See, what I mean by that is this issue of framing our own perception of things. We have to work outside what we know as the traditional boundaries. Isn’t that what successful technology innovators do? Next:

Ownership, Privacy and Copyright. I never thought I would get hung upon this, but every day we are seeing some outrageous assertions of ownership, and not by the authors. Where the hell are our writer-brethren taking to the proverbial streets and proclaiming their ownership of their works? Because we are seeing press releases and contract clauses and Terms of Services stating proudly that the content deliverer retains at least some aspect of the rights to the work in perpetuity, or some godforsaken thing. Come on, y’all, that’s just ridiculous.

What I’m trying to get at here is that writers have been utterly de-fanged over the years of publishing industry beatdowns, reinforced by agents. We need more Stephen King and less, well, of everybody else. (Which is to say, we need more writers who tell the industry paper-pushers to fuck off. See Hunter S. Thompson’s comment to this effect.)

It’s not rocket science. It just means operating outside the “Terms of Service” and when enough of us do so, and if we create a strong enough demand in the marketplace for our work, miraculously those terms of service will derive from our side of the dispute, not the publishers’.

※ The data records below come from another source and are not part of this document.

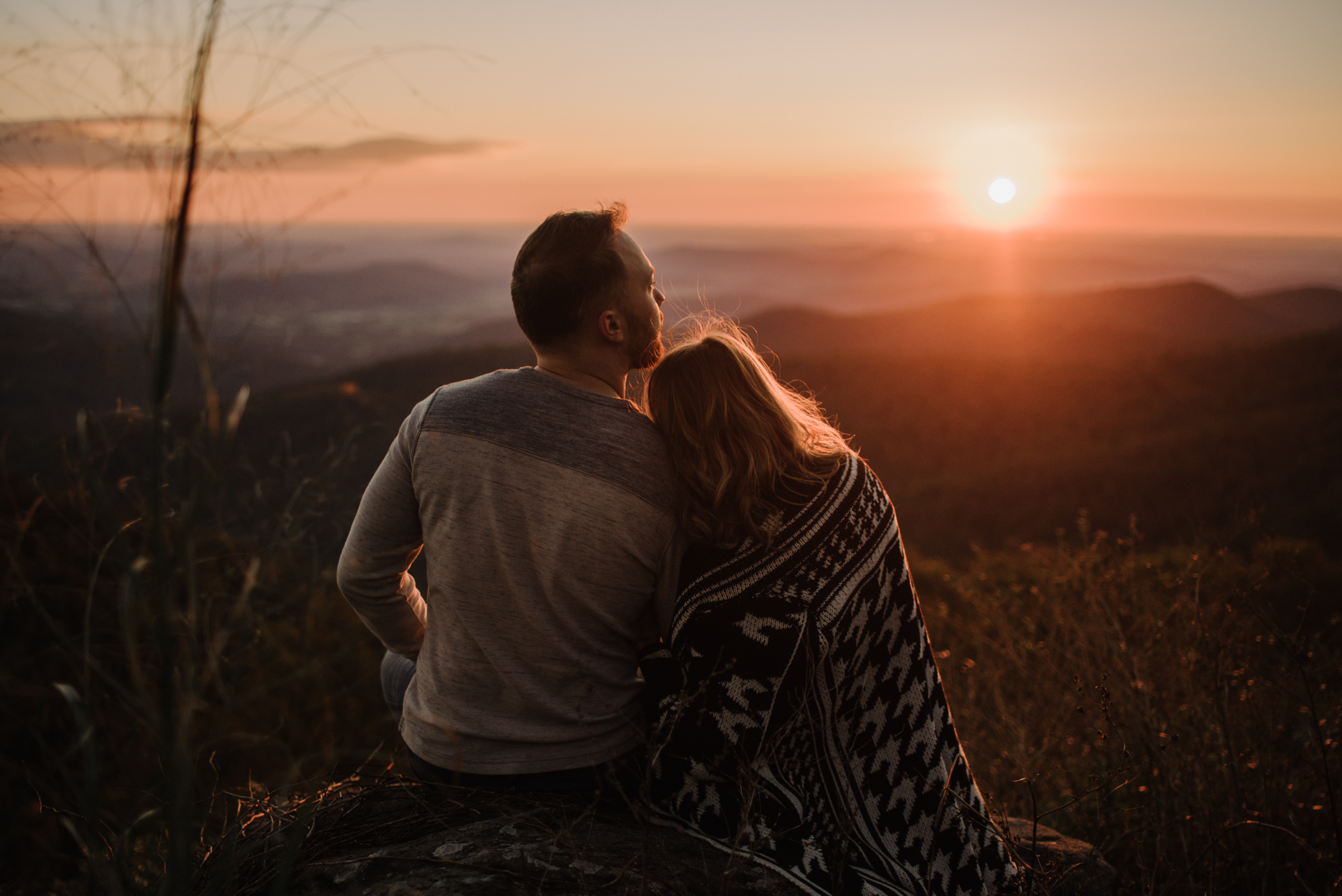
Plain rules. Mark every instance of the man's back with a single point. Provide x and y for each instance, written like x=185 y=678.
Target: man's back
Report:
x=545 y=514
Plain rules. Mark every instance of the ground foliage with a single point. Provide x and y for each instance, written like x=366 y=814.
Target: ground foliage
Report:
x=1176 y=707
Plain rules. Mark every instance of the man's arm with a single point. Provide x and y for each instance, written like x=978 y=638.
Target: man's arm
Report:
x=383 y=542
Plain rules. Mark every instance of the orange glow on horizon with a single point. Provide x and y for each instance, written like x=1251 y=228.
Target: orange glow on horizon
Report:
x=496 y=192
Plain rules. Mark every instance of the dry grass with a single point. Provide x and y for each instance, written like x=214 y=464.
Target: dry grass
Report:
x=1180 y=709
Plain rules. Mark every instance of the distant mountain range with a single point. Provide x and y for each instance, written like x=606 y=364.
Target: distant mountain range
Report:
x=1173 y=317
x=1213 y=447
x=989 y=420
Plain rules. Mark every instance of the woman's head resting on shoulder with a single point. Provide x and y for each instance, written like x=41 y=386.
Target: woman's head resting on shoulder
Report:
x=738 y=438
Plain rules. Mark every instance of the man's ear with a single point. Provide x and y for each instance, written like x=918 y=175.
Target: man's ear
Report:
x=611 y=324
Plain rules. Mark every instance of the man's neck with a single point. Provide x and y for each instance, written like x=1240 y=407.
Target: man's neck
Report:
x=587 y=376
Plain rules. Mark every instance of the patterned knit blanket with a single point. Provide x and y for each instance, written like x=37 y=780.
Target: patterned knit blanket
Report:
x=800 y=716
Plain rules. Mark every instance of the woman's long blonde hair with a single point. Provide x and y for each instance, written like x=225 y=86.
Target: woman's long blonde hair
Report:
x=737 y=435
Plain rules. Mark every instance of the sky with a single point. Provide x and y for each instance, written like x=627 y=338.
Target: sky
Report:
x=1175 y=116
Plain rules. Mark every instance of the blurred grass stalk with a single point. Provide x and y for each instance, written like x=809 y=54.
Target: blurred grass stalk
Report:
x=1177 y=707
x=167 y=574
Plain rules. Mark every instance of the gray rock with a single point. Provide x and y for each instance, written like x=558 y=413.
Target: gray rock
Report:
x=393 y=837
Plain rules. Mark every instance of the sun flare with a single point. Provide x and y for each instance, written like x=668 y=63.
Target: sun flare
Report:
x=1002 y=191
x=999 y=179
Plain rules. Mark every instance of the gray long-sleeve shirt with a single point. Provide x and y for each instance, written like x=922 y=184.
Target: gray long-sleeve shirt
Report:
x=545 y=516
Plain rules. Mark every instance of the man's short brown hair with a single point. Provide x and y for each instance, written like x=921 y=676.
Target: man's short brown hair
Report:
x=565 y=265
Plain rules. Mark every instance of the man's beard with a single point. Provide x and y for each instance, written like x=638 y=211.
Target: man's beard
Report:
x=644 y=345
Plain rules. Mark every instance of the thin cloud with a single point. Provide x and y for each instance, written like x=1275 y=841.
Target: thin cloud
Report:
x=141 y=141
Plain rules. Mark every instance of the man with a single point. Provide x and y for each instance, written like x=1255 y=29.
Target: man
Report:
x=543 y=499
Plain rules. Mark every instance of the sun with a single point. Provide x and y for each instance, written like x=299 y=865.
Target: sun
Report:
x=1002 y=191
x=999 y=178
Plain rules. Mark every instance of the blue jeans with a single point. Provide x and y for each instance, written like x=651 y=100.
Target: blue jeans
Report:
x=396 y=678
x=610 y=778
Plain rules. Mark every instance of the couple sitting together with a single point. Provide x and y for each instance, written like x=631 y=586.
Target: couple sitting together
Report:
x=702 y=601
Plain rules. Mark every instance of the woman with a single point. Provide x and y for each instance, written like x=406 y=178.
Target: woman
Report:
x=799 y=714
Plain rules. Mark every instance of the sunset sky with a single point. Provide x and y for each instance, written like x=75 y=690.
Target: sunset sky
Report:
x=1142 y=116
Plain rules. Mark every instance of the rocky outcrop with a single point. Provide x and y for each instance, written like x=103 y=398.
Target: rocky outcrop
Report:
x=403 y=839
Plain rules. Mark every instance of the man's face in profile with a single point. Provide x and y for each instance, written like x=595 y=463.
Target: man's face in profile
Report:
x=640 y=302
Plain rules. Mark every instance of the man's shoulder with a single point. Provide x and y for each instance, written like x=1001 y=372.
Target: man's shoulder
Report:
x=529 y=412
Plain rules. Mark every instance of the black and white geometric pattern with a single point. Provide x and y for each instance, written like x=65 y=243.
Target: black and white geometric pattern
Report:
x=800 y=716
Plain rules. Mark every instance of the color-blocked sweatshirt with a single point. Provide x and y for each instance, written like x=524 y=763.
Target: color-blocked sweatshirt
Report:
x=545 y=516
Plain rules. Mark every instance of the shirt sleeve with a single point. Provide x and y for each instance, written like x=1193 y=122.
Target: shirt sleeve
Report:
x=383 y=542
x=669 y=583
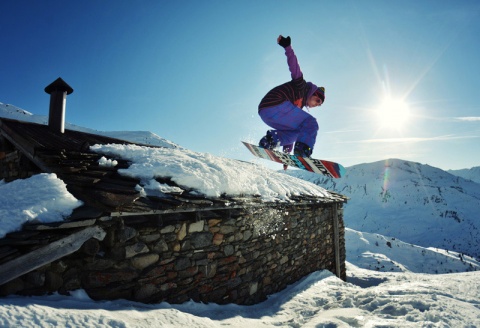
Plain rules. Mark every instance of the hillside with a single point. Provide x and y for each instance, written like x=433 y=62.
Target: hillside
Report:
x=416 y=203
x=469 y=174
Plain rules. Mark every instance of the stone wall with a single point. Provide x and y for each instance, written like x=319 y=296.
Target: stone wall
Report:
x=224 y=256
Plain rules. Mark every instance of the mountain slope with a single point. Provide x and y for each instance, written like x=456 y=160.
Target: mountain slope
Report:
x=469 y=174
x=417 y=203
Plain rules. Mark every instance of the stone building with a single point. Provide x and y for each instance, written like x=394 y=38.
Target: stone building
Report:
x=122 y=244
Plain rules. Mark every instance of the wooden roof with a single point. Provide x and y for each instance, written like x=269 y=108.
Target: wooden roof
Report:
x=103 y=190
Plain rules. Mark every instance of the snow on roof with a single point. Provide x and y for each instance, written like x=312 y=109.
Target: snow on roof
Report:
x=207 y=174
x=42 y=197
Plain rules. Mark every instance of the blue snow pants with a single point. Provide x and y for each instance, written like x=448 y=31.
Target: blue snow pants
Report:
x=291 y=124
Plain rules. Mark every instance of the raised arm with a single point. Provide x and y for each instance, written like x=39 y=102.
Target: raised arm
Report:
x=292 y=61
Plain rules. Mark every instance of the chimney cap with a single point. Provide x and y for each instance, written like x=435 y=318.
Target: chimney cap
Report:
x=58 y=85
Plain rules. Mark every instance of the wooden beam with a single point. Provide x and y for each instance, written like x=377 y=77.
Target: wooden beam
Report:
x=48 y=254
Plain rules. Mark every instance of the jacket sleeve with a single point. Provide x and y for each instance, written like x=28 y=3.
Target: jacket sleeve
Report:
x=293 y=63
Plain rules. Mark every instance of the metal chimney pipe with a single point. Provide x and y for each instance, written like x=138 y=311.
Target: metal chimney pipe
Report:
x=58 y=91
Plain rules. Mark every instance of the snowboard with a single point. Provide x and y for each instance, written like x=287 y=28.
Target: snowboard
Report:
x=330 y=169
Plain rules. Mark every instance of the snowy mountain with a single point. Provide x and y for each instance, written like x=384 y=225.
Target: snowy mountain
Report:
x=469 y=174
x=144 y=137
x=390 y=282
x=416 y=203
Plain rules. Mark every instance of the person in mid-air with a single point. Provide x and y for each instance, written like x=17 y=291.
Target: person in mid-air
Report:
x=281 y=109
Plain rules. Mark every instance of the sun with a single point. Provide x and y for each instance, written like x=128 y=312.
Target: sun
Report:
x=393 y=113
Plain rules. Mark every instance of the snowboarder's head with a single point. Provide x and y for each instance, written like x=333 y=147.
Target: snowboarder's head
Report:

Now I’m not talking about bunnies and unicorns: this is going require a tremendous amount of discipline. Which brings me to my next point:

Desperation. This is the reason why the industry as we know it has perpetuated. Writers in general are desperate for exposure and that potential big gain from a publishing contract. So what do they do? Give it all up. That’s right, they give up their e-book rights and derivative marketing rights to a marketing department full of 22 year old interns with no budget who foil that author’s attempt at success because they don’t know what the fuck they’re doing. But the writer is ok with this, because they know that the risk they’ve put on the table is worth the possible reward. Wait, not it’s not. The rewards of signing with a major publishing company suck, and the chances of a $1 million book contract are nil, so why not publish yourself and instead play the lottery each week for a better chance to win? BECAUSE WRITERS ARE SO FUCKING DESPERATE THEY ARE BLIND.

I guess we could consider what it is that has made writers so desperate. Maybe it is in our personalities: we create something and put it out there and hope for accolades, because that piece of writing is an extension of ourselves. Maybe writers are just talented people who didn’t get enough love and so this is what they do. Except I’m not a shrink and couldn’t possibly assert any truth there. All I know is that when there is a mass population (there are a shitload of writers) who require such enormous public accolades, with a finite number of readers (and by extension a finite amount of money you can earn from selling your work which is in effect a measure of that public love), there are bound to be disappointments. Lots of disappointment.

Is it social Darwinism of writing? I don’t accept that because it assumes a framework from which to judge good or bad writing and assigning it a successful or unsuccessful stamp. But clearly our expectations must change or else we are all headed for continued disappointment.

Democratizing the world of reading and writing will help everyone, I’m sure of it. No more hardcover books, sold at ridiculous prices–there’s just no need. No bottlenecks and gatekeepers needed any longer, you are relieved of duty. The internetz can enable this democratization of the book and content marketplace, but let’s just keep aware of the vultures who prey on writers’ naiveté  or their unwillingness to blaze their own trail, instead of following the trail of peanuts right back to the monsters that ripped out their teeth.